On Yahoo today (Oct. 25th), there’s an article about two girls who were switched at birth. After reading this article, there are a few things that I want to point out.
1. GMA/Yahoo’s characterization of parenthood.
The article reads like it’s surprised that these girls want to stay with the mothers that raised them as opposed to their “real” parents. Let’s break this down into two things.
A). If I were to find out that my parents were not my biological parents, I would still consider them my parents. Sure, I’d have a new set of parents to send Christmas cards and to visit, but my parents are the ones who raised me. Wouldn’t my parents feel the same way with me? I’m still their child.
B). The use of the word “real”. If the biological mother is the “real” mother, what does that make us, wrong parents? Yes, according to the actual web address of the article “http://gma.yahoo.com/switched-birth-girls-want-stay-wrong-moms-160048481.html”.
2. Switched at birth is probably the easiest way for a non-adoptive parent to understand how an adoptive parent would feel about an adoptive child. By that, I mean if you are a parent, and you were told that your child was switched at birth, would you consider them any less of a child? Hopefully not, but it goes to show that parenting runs deeper than blood.

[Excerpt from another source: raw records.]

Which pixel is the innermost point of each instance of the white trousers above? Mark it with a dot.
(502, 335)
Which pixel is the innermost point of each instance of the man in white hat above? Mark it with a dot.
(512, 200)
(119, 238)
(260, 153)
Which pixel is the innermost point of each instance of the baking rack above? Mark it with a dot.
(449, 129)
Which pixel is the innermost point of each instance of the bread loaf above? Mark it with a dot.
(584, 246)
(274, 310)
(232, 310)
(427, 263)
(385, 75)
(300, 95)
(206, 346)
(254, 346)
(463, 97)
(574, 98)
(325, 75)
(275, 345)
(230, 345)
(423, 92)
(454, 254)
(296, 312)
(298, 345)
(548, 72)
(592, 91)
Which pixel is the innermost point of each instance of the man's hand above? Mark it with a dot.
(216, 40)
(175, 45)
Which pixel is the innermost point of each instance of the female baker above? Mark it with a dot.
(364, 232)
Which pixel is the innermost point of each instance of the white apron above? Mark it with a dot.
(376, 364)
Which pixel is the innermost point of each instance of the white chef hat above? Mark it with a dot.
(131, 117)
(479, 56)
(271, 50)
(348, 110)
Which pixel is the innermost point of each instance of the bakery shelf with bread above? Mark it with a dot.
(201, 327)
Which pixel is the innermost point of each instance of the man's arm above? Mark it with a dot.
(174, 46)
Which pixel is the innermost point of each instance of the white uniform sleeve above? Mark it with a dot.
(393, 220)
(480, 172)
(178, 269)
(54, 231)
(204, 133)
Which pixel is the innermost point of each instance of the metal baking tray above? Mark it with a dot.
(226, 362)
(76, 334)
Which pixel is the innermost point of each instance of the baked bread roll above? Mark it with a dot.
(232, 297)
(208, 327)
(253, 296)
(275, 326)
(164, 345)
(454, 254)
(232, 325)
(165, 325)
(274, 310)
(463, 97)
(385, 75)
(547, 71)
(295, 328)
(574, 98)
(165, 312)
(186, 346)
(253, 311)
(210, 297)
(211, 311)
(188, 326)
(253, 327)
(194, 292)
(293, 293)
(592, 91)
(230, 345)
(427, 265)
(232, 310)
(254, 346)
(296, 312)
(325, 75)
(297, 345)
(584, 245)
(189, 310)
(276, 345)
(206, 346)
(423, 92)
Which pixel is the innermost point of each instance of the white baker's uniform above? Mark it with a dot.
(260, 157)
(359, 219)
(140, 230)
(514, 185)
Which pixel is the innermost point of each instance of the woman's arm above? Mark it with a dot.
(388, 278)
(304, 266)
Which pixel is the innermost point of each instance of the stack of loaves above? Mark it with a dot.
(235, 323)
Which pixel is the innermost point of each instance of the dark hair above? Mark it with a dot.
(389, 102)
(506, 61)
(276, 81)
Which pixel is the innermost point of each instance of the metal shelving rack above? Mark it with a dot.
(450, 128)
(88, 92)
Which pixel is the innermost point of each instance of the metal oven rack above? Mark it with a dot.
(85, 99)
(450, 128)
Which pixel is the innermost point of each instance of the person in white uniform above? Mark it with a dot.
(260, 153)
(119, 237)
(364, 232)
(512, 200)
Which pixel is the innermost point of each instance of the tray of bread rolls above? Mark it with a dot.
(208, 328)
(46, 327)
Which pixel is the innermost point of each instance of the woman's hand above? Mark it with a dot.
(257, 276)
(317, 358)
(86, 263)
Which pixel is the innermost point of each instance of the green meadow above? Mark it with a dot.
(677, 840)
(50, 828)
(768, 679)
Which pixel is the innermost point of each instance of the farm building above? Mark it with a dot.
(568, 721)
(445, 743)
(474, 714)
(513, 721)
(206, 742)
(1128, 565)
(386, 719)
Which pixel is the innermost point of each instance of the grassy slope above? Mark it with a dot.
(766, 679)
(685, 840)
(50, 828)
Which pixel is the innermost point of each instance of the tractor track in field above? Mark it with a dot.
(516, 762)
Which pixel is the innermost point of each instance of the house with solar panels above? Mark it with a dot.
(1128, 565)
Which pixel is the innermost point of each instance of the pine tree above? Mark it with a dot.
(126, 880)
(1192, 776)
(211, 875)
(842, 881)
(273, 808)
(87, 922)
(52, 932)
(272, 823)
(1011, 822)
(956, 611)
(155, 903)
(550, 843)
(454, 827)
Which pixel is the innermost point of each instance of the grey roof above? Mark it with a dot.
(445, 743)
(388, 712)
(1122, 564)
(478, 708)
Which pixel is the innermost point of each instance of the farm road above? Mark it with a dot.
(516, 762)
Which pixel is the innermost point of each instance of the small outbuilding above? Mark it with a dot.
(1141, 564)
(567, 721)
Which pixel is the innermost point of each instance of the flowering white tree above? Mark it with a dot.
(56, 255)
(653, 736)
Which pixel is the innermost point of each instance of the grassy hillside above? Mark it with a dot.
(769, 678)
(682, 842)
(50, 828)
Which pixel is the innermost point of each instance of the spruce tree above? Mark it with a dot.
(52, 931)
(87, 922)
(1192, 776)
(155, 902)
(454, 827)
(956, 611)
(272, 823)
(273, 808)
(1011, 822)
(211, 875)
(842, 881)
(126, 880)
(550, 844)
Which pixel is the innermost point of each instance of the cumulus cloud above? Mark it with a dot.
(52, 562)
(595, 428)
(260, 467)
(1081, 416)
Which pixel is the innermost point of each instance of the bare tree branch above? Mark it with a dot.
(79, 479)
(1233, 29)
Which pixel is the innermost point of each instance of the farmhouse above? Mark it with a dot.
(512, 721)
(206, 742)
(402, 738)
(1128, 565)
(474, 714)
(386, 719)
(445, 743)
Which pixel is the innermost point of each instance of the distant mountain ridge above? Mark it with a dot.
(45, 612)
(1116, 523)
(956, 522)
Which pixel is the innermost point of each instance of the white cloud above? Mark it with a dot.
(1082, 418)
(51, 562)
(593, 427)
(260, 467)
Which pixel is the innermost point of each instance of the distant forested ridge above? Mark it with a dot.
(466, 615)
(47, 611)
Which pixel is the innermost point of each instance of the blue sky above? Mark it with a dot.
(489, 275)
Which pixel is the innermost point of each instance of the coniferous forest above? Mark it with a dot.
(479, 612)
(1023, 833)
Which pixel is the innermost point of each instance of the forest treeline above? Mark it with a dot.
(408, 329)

3. The legal case of the father. If you didn’t read the article, the reason this was discovered was because the father didn’t believe that the girl was his, so he shouldn’t have to pay child support. The tests proved him right, but also proved that mom wasn’t the biological mother either. How will the courts decide this one? He did father a girl with her, just not their girl.
4. You wonder if part of the reason for the split was the suspicion that the girl wasn’t biologically his, thus she must have had relations with another man, yet that wasn’t the case. They may split anyway, but a seed of suspicion like that can be devastating.
5. The legal case against the hospital. Both families are suing for $180,000 in damages. I’d look at the situation and believe that God intended me to raise this girl, and vice versa. It would feel odd to sue because you made me raise my girl. Yet, the hospital will only correct the problem when motivated, and money is usually the biggest motivator.
Anyway, this story is not directly an adoption story, but it does bring some interesting discussions on what a real parent is.